You may already be aware that images are made up from lots of tiny dots called Pixels, picture element. These pixels can be various colours and combined to create an overall image. The higher the number of pixels the better the quality of the picture. I was interested in the concept that if a pixel is a single dot, could this dot be replaced by a Minecraft block and combined to build a picture within the Minecraft world. The answer is Yes, below are two simple methods.
1. Monochrome Bitmap Render
The first code comes from WHALEY GEEK, check out his blog for more updates and Raspberry Pi codes. Getting started is simple, find a picture or logo that you want to render. Google image search tools can be used to apply filters such as colour, black and white and set a maximum or exact size of say 20 x20.
You can make the picture larger but currently the render distance of the image is low and as the player moves away from the final rendered blocks the image will begin to disappear. Don't worry if the picture you find is bigger as you can use an most image editing software even Paint to re-size and convert the picture to a monochrome bitmap.
Once you have created an appropriate picture save it into the normal Pi / Home folder. Then download and save the render program at the bottom of this page and save this into the same folder. It is normal to save into the mcpi / api /python folder but I have used a system import to save the need for this. Open the LX Terminal and type sudo idle, this will open Python in super user mode. Start up Minecraft and begin a new game, when it has rendered the world, return to idle and open the bitmap render program, hit F5 to execute it. When prompted type the full name of the bitmap file, then the code will begin creating the bitmap from Minecraft blocks, look around nearby and find your logo!

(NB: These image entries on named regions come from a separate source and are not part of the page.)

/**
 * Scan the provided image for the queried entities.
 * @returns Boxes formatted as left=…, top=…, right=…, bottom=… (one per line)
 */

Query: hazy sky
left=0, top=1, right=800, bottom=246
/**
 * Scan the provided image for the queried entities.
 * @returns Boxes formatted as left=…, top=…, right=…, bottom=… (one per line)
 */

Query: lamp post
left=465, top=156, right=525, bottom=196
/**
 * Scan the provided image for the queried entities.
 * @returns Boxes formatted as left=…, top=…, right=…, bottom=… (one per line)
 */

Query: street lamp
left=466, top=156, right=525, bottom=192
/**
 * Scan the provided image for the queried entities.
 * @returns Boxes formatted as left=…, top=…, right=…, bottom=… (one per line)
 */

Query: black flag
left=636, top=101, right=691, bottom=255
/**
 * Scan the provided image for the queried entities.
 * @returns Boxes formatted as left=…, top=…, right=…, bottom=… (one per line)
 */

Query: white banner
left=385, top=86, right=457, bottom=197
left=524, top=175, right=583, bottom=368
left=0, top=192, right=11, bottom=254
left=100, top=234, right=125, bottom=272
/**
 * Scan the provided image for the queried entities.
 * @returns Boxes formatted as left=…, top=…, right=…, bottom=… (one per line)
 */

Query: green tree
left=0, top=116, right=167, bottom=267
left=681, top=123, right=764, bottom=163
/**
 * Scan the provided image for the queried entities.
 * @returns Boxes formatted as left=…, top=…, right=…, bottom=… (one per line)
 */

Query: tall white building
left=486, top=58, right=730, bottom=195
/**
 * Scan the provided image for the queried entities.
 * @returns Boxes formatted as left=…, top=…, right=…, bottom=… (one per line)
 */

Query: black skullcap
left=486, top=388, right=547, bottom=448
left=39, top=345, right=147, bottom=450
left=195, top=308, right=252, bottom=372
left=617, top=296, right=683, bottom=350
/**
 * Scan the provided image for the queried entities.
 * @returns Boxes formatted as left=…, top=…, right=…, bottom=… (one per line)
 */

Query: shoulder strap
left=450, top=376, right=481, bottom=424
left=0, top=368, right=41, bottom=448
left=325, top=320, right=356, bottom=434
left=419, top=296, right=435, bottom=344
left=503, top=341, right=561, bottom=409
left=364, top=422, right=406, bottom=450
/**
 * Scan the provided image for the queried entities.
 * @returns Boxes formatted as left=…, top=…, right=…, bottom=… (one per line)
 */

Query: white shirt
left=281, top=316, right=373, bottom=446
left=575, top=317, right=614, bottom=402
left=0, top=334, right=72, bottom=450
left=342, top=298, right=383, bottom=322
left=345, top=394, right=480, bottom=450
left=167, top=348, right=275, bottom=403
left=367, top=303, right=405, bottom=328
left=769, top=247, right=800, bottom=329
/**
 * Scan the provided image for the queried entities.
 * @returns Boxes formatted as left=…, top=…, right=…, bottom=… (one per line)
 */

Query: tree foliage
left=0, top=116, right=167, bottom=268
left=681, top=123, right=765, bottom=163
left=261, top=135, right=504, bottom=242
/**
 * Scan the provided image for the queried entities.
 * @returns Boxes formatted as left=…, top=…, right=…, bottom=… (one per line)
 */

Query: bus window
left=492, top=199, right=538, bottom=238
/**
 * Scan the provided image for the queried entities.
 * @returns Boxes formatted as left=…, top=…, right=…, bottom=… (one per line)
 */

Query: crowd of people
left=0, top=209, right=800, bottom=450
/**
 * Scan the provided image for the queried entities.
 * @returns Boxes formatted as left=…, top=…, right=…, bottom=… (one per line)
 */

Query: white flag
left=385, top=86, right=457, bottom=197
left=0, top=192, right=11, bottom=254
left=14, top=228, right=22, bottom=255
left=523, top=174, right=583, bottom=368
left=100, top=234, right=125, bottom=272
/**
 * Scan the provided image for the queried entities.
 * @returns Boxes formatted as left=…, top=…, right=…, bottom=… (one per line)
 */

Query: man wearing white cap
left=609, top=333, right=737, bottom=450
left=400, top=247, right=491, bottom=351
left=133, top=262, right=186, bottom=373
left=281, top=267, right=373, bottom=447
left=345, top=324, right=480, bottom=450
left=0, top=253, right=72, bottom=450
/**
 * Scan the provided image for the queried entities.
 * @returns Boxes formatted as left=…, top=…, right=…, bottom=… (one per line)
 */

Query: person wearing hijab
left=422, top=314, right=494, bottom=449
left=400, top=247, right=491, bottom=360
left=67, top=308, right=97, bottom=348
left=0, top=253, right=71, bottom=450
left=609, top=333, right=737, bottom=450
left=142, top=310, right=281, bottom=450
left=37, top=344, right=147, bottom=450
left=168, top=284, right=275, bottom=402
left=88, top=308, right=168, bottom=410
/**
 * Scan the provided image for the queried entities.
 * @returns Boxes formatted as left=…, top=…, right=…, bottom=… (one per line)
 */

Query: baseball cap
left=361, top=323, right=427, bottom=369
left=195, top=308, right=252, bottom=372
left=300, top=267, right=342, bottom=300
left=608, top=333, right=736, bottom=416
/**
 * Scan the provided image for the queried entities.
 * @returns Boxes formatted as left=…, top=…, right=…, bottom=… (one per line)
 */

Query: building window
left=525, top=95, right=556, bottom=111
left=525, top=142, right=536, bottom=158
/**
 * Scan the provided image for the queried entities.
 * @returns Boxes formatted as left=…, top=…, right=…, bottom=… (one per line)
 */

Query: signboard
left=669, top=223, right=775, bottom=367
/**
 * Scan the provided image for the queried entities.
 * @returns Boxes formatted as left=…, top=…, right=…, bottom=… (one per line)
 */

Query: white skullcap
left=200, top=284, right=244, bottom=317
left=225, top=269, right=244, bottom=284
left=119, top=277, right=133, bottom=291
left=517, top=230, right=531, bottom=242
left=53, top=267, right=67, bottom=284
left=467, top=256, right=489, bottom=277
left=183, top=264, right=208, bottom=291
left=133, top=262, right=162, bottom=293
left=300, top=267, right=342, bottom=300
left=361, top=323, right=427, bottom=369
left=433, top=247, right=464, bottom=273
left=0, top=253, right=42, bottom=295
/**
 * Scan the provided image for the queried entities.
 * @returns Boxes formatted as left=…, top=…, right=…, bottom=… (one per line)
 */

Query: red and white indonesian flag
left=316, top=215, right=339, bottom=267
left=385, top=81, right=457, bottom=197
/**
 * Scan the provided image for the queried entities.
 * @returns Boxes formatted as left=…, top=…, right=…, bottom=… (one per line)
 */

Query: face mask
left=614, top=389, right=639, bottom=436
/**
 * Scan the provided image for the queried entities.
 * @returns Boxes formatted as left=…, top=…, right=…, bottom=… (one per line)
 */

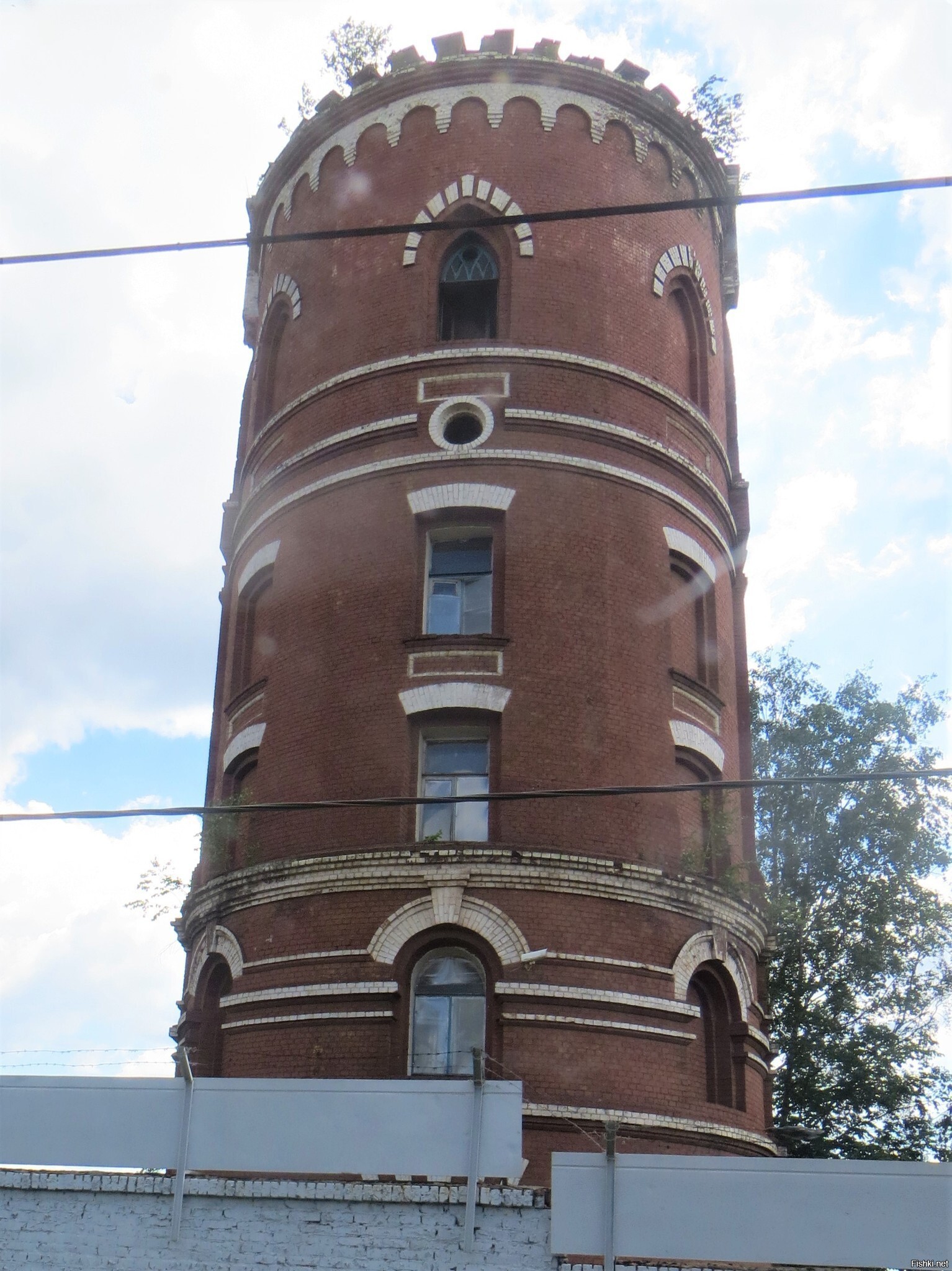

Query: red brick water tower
left=173, top=32, right=774, bottom=1178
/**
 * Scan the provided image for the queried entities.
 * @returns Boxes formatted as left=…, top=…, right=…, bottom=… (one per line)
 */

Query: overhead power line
left=0, top=768, right=952, bottom=821
left=0, top=177, right=952, bottom=264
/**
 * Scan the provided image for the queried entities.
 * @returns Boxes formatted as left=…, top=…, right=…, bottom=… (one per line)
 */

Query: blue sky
left=0, top=0, right=952, bottom=1071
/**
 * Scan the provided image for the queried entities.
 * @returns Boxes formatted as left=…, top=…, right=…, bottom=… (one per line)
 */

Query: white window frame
left=422, top=524, right=496, bottom=636
left=417, top=724, right=492, bottom=843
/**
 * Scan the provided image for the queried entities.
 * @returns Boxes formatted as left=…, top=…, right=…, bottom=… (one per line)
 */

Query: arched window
left=688, top=963, right=743, bottom=1108
left=230, top=570, right=272, bottom=698
left=253, top=300, right=291, bottom=436
left=409, top=948, right=485, bottom=1077
left=189, top=957, right=231, bottom=1077
left=440, top=234, right=500, bottom=339
left=668, top=283, right=708, bottom=413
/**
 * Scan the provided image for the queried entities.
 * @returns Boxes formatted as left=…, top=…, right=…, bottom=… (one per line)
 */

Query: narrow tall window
left=440, top=235, right=500, bottom=339
left=426, top=534, right=492, bottom=636
left=420, top=737, right=490, bottom=843
left=411, top=950, right=485, bottom=1077
left=689, top=968, right=735, bottom=1108
left=231, top=572, right=271, bottom=698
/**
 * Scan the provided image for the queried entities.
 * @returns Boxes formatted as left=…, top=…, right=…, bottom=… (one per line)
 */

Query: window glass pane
left=412, top=997, right=450, bottom=1076
left=426, top=582, right=461, bottom=636
left=429, top=537, right=492, bottom=577
left=447, top=997, right=485, bottom=1076
left=452, top=776, right=490, bottom=843
left=460, top=573, right=492, bottom=636
left=423, top=737, right=490, bottom=775
left=416, top=953, right=484, bottom=997
left=440, top=241, right=498, bottom=282
left=420, top=776, right=452, bottom=840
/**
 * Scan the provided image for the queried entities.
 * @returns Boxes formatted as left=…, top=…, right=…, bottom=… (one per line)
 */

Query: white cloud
left=746, top=472, right=856, bottom=648
left=0, top=803, right=197, bottom=1076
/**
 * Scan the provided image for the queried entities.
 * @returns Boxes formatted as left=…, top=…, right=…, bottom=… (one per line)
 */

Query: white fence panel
left=0, top=1077, right=523, bottom=1178
left=552, top=1153, right=952, bottom=1267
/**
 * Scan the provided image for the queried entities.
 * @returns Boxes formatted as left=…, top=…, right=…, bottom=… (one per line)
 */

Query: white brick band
left=398, top=680, right=512, bottom=716
left=668, top=719, right=724, bottom=773
left=221, top=723, right=266, bottom=771
left=493, top=980, right=700, bottom=1018
left=221, top=1010, right=393, bottom=1030
left=502, top=1010, right=695, bottom=1041
left=221, top=980, right=399, bottom=1007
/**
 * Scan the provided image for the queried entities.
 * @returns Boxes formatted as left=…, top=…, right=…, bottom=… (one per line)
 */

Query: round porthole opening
left=442, top=411, right=483, bottom=446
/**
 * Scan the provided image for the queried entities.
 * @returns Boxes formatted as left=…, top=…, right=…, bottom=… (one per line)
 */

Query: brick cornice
left=183, top=847, right=766, bottom=953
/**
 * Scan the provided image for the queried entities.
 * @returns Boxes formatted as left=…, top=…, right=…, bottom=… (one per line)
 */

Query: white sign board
left=552, top=1151, right=952, bottom=1267
left=0, top=1077, right=523, bottom=1178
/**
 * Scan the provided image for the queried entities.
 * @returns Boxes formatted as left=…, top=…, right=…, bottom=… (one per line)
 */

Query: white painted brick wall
left=0, top=1170, right=555, bottom=1271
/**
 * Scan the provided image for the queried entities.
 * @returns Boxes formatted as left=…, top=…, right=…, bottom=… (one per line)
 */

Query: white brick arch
left=651, top=243, right=717, bottom=353
left=261, top=273, right=301, bottom=326
left=673, top=932, right=754, bottom=1019
left=367, top=889, right=529, bottom=966
left=186, top=927, right=244, bottom=995
left=403, top=173, right=535, bottom=264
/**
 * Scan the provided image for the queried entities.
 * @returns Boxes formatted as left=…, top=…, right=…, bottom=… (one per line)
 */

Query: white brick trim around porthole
left=665, top=525, right=717, bottom=582
left=235, top=539, right=281, bottom=596
left=221, top=723, right=266, bottom=771
left=668, top=719, right=724, bottom=773
left=406, top=480, right=516, bottom=516
left=399, top=680, right=512, bottom=716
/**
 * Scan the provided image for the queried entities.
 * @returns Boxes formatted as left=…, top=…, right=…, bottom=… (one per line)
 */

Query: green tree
left=688, top=75, right=745, bottom=163
left=324, top=18, right=390, bottom=90
left=752, top=652, right=952, bottom=1161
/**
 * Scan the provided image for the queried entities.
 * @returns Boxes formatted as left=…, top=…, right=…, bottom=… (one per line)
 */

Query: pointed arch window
left=409, top=948, right=485, bottom=1077
left=440, top=234, right=500, bottom=339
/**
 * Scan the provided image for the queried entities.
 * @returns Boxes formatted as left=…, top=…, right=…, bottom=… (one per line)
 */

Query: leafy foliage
left=752, top=652, right=952, bottom=1159
left=324, top=18, right=392, bottom=89
left=688, top=75, right=745, bottom=163
left=279, top=18, right=390, bottom=137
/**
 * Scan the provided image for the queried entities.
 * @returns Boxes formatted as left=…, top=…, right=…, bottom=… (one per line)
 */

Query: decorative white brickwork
left=665, top=525, right=717, bottom=582
left=235, top=539, right=281, bottom=596
left=367, top=886, right=529, bottom=966
left=398, top=680, right=512, bottom=716
left=406, top=482, right=516, bottom=516
left=673, top=932, right=752, bottom=1012
left=186, top=843, right=766, bottom=953
left=221, top=1010, right=393, bottom=1028
left=670, top=719, right=724, bottom=773
left=221, top=980, right=399, bottom=1007
left=502, top=1010, right=694, bottom=1042
left=498, top=980, right=700, bottom=1018
left=523, top=1103, right=778, bottom=1157
left=186, top=925, right=244, bottom=992
left=261, top=273, right=301, bottom=326
left=221, top=723, right=266, bottom=771
left=403, top=175, right=535, bottom=264
left=651, top=243, right=717, bottom=353
left=259, top=344, right=731, bottom=462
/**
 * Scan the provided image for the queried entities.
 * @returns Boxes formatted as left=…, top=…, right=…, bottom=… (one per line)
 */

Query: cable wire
left=0, top=768, right=952, bottom=822
left=0, top=177, right=952, bottom=264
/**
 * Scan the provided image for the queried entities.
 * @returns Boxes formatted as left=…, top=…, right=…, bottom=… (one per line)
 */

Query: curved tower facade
left=173, top=32, right=774, bottom=1178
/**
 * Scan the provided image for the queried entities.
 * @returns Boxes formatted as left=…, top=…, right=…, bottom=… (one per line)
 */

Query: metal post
left=171, top=1046, right=194, bottom=1241
left=462, top=1046, right=485, bottom=1253
left=605, top=1121, right=617, bottom=1271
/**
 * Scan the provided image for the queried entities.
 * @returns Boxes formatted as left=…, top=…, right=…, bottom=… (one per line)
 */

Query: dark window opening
left=442, top=415, right=483, bottom=446
left=411, top=950, right=485, bottom=1077
left=440, top=238, right=500, bottom=340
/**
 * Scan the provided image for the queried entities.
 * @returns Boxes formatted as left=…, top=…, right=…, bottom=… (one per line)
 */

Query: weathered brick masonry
left=173, top=33, right=774, bottom=1181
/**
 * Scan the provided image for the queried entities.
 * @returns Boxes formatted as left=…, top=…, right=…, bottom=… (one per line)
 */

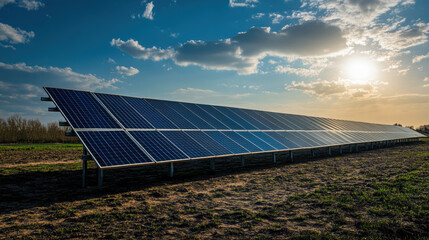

It is also possible to change the two blocks that are used to represent the white and black. Each block is assigned a number which can be used in the program to build say a logo made of TNT which you can then blow up, although this will lag out your Pi! Or how about another strange combination like water and gold?
2. JPEG Render
This code works along a similar principle to the Monochrome code, it scans through the picture and identifies each pixels. This time however it identifies the colour of the pixel and then matches the colour to a suitable Minecraft block. It then places each block building up a coloured version of the image. The original code was created by FERRAN FABREGAS and is available at his blog.
The program makes use of the Python Imaging Library (PIL) which needs installing first. It adds image processing capabilities to your Python code and supports many file formats and provides powerful image processing and graphics capabilities.
In the LX Terminal type:
sudo apt-get install python-imaging
sudo apt-get install python-imaging-tk
Next create or find your JPEG image such as a photo or a picture of a cat. The program can render 200 x 200 pixels however, the render viewing distance in the Minecraft world is poor and you will not be able to view the complete image. I found that 100 x 100 is a more suitable size if you want to be able to view the whole image. Again most Photo Editing software enables you to resize an image to a particular pixel size. Then save your picture into the Pi / Home folder.
Download the JPEG Render code from the bottom of the page and again save into the Pi Home folder. Then open the LX Terminal and type sudo idle, this will open Python in super user mode. Start up Minecraft and begin a new game, when it has built the world return to idle and open the JPEG Render program, hit F5 to execute it. When prompted type the full name of the JPEG file the code will begin creating the JPEG from a selection of appropriately coloured Minecraft blocks.